0

ELEFANTEN, ELEFANTEN, ELEFANTEN

 

Reise durch ein grünes, feuchtes Botswana und ein extrem trockenes Namibia

(Ende Januar 2023 - Mitte März 2023)

 

Wieder unterwegs in Afrika. Doch dieses Mal soll es nicht gleich Namibia sein. Gute 1000 Kilometer wollen wir in einem Rutsch fahren; von Kapstadt aus über Clanwilliam, Vanrhynsdorp, Calvinia und weiter Richtung Brandvlei, Upington, bis zum Kgalagadi TFP. Und wir schaffen es wirklich bis kurz vor den Parkeingang. Auf dem Camp der Kgalagadi Lodge sind wir erstaunlicherweise ganz allein. Ist das vielleicht ein gutes Vorzeichen für den Park, für den wir noch keine Übernachtungsplätze gebucht haben? Wir werden uns am nächsten Tag überraschen lassen.

Stille Nacht. Außer ein paar Vogelstimmen hören wir am frühen Morgen nichts. Na hoffentlich wird das im Park anders. Um 9 Uhr stehen wir am Gate, auch hier Stille. Bevor wir uns den Ausreiseformalitäten widmen, erkundigen wir uns erstmal auf der botswanischen Seite, ob wir für ein paar Tage Übernachtungen buchen können. Schon erwarten wir die seit Jahren gängige Antwort: FULLY BOOKED. Doch nichts dergleichen passiert. Stattdessen eine Überraschung: zwei Nächte auf dem Rooiputs-Areal, eine Nacht auf Polentswa und dann wollen wir über das Kaa-Gate den Park schon wieder gen Norden verlassen. Schnell stehen die Buchungen; perfekt für uns, nun können wir entspannt unsere Weiterreise planen. Die Grenzformalitäten erledigen wir hier, mein Visum läuft ab, ich muss nun zügig raus aus Südafrika. Und schwuppdiwupp sind wir im Kgalagadi TFP. Wie immer richten wir den Wagen für die Fahrt, Luft aus den Reifen lassen, das Equipment für Tierfilm und -fotografie startklar machen. Man weiß ja nie, vielleicht läuft uns ja gleich eine Katze über den Weg? Das Camp „Twee Rivieren“ ist fast leer. Sind etwa alle im Park unterwegs, oder sind wirklich nur wenige Besucher hier? Letzteres würde uns natürlich milde stimmen, haben wir doch schon seit unseren vergangenen Besuchen das Gefühl, dass der Park zusehends zu einem befahrbaren Tierpark oder Zoo verkommt.

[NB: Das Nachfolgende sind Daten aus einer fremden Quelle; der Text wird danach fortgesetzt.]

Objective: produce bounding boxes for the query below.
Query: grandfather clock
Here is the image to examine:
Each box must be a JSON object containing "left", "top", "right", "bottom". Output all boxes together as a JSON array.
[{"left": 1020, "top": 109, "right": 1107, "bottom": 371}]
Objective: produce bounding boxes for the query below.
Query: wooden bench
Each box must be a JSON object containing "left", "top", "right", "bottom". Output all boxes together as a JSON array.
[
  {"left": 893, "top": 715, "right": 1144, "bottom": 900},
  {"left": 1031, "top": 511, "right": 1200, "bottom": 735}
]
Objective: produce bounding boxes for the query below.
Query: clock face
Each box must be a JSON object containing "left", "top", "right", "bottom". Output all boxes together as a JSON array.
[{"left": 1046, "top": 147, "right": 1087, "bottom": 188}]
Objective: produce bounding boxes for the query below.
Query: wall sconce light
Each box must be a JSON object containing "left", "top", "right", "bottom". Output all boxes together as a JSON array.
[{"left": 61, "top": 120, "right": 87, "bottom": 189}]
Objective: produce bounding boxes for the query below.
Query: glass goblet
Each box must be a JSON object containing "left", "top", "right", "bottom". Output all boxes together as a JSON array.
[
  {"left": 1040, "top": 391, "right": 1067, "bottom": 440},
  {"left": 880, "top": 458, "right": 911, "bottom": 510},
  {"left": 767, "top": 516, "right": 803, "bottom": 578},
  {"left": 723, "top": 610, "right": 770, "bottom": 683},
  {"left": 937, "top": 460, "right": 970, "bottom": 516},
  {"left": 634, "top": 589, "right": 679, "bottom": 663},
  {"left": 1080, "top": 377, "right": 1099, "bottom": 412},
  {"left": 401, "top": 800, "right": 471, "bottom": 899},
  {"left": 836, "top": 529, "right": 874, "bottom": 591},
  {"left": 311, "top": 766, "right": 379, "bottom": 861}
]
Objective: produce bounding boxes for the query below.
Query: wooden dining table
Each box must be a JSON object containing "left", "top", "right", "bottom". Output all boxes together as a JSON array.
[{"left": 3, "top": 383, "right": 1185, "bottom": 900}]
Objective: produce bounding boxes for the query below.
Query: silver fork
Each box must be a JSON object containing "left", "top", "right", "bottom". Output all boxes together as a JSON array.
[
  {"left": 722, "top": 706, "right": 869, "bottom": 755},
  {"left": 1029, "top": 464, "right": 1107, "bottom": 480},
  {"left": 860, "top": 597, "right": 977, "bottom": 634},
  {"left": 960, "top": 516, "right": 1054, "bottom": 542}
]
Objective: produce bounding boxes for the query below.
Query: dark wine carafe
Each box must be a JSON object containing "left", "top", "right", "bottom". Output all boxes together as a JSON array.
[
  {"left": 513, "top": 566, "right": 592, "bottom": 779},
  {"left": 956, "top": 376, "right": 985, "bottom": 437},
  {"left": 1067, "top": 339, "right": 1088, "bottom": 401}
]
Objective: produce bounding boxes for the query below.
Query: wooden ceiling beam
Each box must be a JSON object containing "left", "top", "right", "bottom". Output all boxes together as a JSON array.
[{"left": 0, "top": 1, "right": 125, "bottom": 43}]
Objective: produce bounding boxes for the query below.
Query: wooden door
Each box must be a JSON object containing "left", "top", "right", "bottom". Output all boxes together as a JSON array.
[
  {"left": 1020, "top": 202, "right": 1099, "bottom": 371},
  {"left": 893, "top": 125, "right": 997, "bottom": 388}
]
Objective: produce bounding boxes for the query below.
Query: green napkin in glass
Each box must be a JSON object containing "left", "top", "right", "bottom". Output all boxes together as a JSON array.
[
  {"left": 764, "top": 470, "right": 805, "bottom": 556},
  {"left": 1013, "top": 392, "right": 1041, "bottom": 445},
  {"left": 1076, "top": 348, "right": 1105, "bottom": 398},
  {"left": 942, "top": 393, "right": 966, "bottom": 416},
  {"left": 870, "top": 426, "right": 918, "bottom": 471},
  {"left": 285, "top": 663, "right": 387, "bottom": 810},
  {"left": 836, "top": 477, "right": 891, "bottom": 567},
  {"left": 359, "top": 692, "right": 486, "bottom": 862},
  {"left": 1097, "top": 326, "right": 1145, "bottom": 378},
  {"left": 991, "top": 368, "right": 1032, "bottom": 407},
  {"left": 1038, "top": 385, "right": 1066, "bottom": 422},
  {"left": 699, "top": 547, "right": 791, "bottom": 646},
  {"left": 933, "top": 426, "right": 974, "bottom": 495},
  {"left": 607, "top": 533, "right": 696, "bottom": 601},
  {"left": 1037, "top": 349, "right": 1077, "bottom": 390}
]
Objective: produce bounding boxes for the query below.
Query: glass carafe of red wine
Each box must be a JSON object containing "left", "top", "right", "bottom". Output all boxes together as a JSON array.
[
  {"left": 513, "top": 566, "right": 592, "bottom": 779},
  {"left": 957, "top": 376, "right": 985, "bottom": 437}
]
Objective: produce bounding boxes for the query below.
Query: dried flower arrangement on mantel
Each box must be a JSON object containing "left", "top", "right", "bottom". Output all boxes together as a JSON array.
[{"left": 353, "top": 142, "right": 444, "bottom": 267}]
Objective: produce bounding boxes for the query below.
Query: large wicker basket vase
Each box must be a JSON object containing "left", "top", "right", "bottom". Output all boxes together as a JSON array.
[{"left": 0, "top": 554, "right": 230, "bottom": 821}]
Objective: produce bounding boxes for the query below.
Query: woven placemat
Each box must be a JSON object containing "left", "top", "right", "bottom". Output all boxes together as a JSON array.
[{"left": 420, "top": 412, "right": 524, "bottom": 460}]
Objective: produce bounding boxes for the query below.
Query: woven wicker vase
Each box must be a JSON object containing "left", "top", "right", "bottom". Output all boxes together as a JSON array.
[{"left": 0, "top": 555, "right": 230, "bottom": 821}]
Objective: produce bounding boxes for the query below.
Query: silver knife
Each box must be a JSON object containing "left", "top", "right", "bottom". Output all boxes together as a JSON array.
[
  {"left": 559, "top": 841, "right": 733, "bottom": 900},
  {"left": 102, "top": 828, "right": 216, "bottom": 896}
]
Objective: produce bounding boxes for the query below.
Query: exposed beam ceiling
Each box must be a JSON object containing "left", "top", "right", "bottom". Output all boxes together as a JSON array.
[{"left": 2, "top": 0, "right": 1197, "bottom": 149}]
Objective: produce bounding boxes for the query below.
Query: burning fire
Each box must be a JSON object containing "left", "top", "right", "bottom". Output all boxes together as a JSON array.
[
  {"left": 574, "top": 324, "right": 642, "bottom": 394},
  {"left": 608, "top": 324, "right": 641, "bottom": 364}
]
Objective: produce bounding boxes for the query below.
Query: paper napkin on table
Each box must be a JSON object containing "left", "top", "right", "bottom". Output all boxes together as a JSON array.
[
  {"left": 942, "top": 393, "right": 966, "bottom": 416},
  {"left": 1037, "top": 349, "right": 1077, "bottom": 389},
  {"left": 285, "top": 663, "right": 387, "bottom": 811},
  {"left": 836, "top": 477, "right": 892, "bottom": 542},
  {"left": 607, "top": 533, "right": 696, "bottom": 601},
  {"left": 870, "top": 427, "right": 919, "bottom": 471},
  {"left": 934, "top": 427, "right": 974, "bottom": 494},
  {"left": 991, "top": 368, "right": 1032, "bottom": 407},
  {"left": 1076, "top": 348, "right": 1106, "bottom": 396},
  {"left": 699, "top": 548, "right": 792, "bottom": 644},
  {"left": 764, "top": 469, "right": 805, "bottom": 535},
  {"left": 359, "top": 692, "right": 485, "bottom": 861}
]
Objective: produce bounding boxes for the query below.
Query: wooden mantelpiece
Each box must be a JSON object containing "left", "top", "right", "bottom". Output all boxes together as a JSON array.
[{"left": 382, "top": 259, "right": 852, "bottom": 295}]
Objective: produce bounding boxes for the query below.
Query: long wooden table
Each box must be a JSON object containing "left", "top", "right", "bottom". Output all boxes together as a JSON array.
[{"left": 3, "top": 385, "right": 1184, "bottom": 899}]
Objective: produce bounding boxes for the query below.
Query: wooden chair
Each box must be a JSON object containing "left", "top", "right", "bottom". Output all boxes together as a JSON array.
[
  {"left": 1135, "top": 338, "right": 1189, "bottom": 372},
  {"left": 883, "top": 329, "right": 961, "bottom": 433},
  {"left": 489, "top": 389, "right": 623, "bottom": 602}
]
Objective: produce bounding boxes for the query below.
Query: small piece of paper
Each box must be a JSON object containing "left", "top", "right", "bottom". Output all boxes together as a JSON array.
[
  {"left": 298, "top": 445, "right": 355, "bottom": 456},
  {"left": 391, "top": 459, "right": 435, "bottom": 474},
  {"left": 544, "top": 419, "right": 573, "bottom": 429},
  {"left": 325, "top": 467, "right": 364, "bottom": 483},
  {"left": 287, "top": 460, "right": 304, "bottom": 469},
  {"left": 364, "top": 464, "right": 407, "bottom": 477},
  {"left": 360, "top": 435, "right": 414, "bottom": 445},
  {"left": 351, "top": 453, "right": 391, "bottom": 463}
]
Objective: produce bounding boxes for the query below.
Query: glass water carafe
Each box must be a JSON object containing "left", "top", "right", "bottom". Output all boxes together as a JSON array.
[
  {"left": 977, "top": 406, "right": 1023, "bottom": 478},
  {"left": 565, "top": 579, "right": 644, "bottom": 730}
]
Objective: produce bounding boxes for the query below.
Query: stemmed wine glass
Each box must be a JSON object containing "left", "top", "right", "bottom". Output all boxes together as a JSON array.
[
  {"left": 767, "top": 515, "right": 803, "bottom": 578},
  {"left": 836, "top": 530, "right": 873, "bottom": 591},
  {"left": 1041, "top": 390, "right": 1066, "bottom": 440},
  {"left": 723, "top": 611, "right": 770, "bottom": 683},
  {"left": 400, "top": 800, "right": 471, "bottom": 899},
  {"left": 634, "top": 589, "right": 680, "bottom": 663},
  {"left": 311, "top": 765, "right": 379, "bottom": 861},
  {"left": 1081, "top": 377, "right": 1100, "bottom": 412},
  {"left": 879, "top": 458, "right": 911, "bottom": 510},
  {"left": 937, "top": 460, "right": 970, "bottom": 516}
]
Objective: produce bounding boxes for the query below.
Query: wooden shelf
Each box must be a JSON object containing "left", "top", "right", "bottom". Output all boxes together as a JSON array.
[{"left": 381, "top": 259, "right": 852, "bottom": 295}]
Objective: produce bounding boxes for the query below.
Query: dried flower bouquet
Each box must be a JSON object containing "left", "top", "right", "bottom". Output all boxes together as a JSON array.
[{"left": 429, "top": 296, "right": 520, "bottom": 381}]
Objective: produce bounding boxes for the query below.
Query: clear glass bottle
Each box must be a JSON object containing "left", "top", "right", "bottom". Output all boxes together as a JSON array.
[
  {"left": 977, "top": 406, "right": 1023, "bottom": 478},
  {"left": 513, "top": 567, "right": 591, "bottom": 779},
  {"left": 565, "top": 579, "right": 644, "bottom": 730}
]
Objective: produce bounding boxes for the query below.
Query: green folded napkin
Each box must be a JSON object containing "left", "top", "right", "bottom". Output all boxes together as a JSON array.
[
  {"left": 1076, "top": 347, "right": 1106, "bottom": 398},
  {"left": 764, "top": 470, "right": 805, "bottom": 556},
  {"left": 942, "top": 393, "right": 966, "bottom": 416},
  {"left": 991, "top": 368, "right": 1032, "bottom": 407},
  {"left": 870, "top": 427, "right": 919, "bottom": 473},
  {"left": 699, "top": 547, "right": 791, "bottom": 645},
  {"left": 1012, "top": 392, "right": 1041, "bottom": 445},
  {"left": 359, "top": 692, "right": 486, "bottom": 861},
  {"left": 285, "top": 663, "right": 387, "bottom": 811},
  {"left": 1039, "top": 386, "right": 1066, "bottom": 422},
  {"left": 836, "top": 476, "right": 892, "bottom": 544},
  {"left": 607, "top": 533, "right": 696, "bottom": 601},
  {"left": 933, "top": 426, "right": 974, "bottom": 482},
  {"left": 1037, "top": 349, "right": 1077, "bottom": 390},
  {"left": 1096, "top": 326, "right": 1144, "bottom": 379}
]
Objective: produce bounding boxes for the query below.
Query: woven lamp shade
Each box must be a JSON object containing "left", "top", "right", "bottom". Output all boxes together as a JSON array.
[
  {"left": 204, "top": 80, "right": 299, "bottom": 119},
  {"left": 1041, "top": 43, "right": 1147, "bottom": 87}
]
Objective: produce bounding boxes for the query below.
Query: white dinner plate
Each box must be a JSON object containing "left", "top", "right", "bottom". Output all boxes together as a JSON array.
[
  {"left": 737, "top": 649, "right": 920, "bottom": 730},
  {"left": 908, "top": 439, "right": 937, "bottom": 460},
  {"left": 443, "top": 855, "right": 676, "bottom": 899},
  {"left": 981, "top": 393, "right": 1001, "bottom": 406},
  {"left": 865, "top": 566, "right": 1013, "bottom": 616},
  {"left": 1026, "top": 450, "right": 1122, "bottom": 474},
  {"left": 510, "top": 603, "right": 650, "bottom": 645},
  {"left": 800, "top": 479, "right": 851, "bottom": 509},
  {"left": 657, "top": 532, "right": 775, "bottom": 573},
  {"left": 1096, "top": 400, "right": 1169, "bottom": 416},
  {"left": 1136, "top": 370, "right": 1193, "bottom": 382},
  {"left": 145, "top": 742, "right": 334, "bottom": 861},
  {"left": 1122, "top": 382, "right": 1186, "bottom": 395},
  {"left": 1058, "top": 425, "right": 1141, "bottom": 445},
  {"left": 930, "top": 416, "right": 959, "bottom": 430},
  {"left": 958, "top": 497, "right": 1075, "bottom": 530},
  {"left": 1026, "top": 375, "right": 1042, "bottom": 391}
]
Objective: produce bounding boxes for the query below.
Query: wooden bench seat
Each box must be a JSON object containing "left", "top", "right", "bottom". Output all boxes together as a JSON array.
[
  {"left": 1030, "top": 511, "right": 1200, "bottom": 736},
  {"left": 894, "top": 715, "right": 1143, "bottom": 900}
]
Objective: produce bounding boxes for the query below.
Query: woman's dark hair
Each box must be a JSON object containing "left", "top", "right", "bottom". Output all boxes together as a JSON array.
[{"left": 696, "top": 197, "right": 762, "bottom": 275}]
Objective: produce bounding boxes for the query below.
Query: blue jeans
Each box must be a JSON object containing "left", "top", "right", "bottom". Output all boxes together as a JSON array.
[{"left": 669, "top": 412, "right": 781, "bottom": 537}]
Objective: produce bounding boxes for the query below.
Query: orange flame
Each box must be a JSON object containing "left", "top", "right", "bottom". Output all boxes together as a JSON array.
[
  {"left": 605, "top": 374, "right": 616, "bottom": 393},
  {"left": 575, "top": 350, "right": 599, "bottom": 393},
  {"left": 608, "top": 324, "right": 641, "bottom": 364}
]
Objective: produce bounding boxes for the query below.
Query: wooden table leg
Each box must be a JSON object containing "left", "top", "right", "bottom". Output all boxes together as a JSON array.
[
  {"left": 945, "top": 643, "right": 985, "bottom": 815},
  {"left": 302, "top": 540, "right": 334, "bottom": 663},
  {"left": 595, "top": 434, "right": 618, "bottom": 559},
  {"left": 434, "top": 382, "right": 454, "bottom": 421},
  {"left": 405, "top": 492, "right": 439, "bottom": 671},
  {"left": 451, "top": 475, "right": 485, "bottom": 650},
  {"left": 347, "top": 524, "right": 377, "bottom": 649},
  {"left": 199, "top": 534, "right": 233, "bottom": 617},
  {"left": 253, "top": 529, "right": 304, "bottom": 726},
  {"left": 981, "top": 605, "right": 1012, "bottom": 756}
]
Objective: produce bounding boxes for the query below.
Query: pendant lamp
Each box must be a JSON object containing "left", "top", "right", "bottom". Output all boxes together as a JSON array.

Wir nehmen vorerst Kurs Richtung Mata Mata, rollen gemütlich auf der sandigen Piste, bekommen aber kaum Tiere zu Gesicht. Ok, es ist ja auch fast Mittag und es wird langsam heiß. Wir zweigen auf die Dünenroute Richtung Rooiputs ab. Wow, ist das grün hier, das Gras steht hoch. Das haben wir so gar nicht erwartet. Die nächsten Überraschungen lassen ebenfalls nicht lange auf sich warten. Ganz in der Nähe des Rooiputs-Camps sehen wir zwei Geparde unter einem Baum. Und auf dem Camp selbst? Da lungern doch schon drei Löwendamen unter dem A-Frame auf Camp Nr.1. Wie verrückt ist das denn? Und auch wir können uns noch ein Camp von den drei freien aussuchen. Das war in der Vergangenheit nie möglich. Wer die Wahl hat, hat die Qual. Wir entscheiden uns für Platz Nr.6, denn von dort haben wir die Löwendamen gut im Blick. Zum Abend gesellen sich ganz spontan Edith und Werner (Freunde aus Kapstadt) zu uns. Und sie haben viel von ihrer Tour durch den Kgalagadi zu berichten, während sich am Horizont schon dicke Gewitterwolken zusammenballen und in der Nacht ein Licht- und Feuerwerk mit unzähligen Blitzen entfachen werden.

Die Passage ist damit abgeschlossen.